Abstract
Introduction: Pre-treatment characteristics of pts with CLL, such as del(17p), are used to identify high-risk populations for enrollment onto clinical trials. Nevertheless, little is known about how to identify high-risk pts who are not captured by conventional prognostic tools, yet may benefit from clinical trials. Studies have shown that first-line chemoimmunotherapy (CIT) provides a therapeutic challenge to CLL and confers a selective pressure favorable to the growth of aggressive clones (Landau et al. Nature 2015;526:525-30). Early progression of disease (POD) may reflect specific aspects of disease biology and serve as a post-treatment prognostic marker that defines high-risk pts. Here we describe the characteristics and survival of pts experiencing early POD within 2 years of treatment initiation.

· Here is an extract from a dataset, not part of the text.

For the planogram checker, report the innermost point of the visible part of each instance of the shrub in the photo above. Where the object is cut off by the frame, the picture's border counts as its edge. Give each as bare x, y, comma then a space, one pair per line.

Methods: The Connect CLL Registry (NCT01081015), a multicenter, prospective observational cohort study, enrolled 1,494 CLL pts between 2010-2014 from 179 community, 17 academic, and 3 government sites in the USA. Pts were ≥ 18 years and were enrolled ≤ 2 months of initiating any line of therapy (LOT). Of 889 pts who received first LOT (LOT1), 154 were excluded due to subsequent treatment or death without recorded progression. Pts were stratified by early POD (progression with or without transformation ≤ 2 years of treatment initiation), or late/no POD. A 2-year cutoff was found to approximate median time to POD. Cox regression models were used to identify independent predictors of progression or death. Progression-free survival probabilities were estimated by the Kaplan-Meier method and compared between subgroups using the log-rank test.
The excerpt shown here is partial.